Today I  take a look at the health benefits of hugs.

Though it might seem like a simple gesture, hugging can have a significant impact on our physical and mental health.

Find out more in my latest video. (If you would prefer to read about it instead, there is a transcript below the video).

Health Benefits of Hugs – Video Transcript

Health benefits of hugs, really? Most certainly there are, I feel quite strongly about this subject.

We hug when we’re excited, happy, or sad, it makes us feel good, healthier and happier.  And research backs this up.

Our skin is hungry for touch, our bodies want to be touched because that’s how we’re wired.

‘Skin hunger’ is a layman’s term for what, in research, is known as ‘affection deprivation’, can be associated  to stress, depression, loneliness and anxiety.

When we move the skin, like when we hug, it stimulates pressure receptors which are transmitted to the vagus nerve.

The vagus nerve is the largest cranial nerve, that has many branches in the body, and increased vagal activity calms the nervous system.  It also reduces the primary stress hormone – cortisol – which in turn boosts our natural killer cells that kill virus’s, and bacteria.

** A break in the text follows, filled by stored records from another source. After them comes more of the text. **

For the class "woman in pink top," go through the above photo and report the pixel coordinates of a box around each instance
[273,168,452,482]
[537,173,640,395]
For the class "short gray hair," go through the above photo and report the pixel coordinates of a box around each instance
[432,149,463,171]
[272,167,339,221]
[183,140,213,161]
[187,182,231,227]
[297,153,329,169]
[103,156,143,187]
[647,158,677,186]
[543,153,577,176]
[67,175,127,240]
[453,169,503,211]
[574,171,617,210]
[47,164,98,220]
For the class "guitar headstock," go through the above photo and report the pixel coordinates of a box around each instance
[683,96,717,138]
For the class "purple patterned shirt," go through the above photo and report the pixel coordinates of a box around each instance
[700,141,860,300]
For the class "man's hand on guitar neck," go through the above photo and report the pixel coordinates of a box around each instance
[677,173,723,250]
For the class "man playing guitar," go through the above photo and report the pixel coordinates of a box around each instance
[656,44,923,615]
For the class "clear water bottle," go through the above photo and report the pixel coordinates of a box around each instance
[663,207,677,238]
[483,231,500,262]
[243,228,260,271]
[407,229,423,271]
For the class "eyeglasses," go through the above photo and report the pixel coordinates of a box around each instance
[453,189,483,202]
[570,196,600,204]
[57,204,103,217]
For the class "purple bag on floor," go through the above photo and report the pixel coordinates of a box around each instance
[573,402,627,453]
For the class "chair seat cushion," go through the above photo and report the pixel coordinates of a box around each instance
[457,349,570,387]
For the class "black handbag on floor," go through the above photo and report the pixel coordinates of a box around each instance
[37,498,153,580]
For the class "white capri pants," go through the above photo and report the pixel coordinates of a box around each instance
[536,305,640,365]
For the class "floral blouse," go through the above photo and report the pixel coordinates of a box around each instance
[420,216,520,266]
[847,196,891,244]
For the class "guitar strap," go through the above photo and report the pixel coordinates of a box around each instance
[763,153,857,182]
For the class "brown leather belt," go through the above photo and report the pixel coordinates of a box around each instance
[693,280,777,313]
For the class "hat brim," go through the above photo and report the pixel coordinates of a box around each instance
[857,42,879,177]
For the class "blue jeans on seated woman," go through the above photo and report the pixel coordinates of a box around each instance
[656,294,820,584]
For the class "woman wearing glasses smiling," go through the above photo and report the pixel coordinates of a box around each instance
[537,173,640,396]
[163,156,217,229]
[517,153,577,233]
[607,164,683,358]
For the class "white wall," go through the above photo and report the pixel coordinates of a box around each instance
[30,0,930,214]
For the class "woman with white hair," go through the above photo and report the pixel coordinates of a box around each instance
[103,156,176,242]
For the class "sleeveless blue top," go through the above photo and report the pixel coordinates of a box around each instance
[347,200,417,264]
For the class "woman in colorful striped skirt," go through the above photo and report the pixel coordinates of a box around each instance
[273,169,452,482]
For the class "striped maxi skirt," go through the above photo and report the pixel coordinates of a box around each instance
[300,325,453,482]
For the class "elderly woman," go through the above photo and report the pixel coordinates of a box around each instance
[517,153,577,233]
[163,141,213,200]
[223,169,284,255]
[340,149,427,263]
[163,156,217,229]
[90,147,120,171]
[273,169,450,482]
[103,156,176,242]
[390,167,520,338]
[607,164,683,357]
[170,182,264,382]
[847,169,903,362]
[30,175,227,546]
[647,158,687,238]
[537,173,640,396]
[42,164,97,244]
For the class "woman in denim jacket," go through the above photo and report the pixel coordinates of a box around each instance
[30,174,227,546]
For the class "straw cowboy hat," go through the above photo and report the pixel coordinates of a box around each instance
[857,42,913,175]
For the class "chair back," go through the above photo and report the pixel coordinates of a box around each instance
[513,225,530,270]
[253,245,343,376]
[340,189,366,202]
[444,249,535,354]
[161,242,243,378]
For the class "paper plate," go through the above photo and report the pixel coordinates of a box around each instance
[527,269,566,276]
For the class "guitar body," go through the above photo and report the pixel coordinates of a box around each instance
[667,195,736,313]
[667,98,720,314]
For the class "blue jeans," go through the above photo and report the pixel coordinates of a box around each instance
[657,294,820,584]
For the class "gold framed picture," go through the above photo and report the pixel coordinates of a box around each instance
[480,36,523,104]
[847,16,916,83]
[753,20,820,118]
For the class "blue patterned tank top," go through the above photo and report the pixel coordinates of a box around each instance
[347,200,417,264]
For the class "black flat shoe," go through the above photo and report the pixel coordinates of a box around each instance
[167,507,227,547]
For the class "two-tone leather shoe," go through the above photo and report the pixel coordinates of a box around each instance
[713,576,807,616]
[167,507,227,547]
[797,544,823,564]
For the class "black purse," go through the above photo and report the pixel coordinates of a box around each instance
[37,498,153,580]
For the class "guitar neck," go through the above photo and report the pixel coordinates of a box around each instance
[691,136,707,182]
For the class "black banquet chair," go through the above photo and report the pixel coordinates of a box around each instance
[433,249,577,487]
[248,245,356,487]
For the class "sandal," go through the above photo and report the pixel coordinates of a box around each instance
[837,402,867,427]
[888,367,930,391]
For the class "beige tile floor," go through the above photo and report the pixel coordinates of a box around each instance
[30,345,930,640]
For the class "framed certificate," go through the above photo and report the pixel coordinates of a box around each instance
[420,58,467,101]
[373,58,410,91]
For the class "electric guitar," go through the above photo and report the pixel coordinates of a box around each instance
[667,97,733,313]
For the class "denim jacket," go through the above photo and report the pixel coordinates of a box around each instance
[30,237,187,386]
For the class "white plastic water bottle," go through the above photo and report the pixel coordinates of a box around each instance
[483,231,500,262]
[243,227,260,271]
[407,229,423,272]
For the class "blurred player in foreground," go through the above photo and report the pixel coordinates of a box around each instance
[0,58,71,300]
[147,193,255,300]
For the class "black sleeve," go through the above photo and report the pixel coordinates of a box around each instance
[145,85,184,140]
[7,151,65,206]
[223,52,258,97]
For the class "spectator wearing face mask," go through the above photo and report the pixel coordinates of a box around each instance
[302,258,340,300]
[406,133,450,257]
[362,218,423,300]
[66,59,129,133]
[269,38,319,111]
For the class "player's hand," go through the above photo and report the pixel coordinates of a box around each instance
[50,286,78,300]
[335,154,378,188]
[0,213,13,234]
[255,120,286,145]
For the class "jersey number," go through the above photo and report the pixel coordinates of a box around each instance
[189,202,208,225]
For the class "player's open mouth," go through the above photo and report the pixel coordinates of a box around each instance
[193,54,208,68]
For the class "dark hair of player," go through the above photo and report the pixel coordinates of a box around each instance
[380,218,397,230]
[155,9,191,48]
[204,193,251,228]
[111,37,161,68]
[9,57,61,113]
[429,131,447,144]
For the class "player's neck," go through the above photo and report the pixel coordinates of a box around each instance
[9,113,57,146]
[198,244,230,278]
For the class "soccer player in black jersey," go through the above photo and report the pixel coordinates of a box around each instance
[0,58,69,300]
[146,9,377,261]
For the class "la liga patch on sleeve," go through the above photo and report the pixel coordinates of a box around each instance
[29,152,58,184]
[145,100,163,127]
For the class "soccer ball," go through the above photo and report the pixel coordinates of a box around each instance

Also, from the time we’re born, our family’s touch shows us that we’re loved and special, this is  embedded in our nervous systems, and the ongoing cuddles we got from Mum and Dad while growing up, remain imprinted  at a cellular level

On the ‘sciency’ side, oxytocin is a chemical in our bodies that is sometimes called the “cuddle hormone.” This is because its levels rise when we hug, touch, or sit close to someone that we like.

Oxytocin also calms our heart rates, helping us to relax, to feel safe and to calm our fears and anxiety.

This has a knock on effect on our immune systems reducing the chances of getting sick.

When it comes to communicating, we aren’t always successful in saying the right words at the right moment, so a hug comes in really handy to do just that. It saves us from putting our foot in it, and instead expresses how we feel in such a lovely meaningful way.

And if you think about it, most of our communication is done verbally or through facial expressions, so touch or a hug can be such an important way of communicating.

Back to health benefits of hugs.

How many hugs do we need every day?

We need:

  • 4 hugs a day for survival
  • 8 hugs a day maintenance
  • 12 hugs a day to thrive.

And, can you believe, that the average length of a hug between two people is around 3 seconds. Yet…. research says that when a hug lasts 20 seconds, oxytocin kicks in and we maximise our health benefits.

Hugs also stimulate our brains to release dopamine, the pleasure hormone.

Dopamine is responsible for giving us that feel-good feeling, and it’s also responsible for motivation!

And endorphins and serotonin are also released when we fling our arms around each other, which can help reduce pain and sadness and possible heart problems.

So if we hug for an extended length of time, our serotonin levels are boosted, and so are our moods.

So lets just get out there and hug ourselves into good health!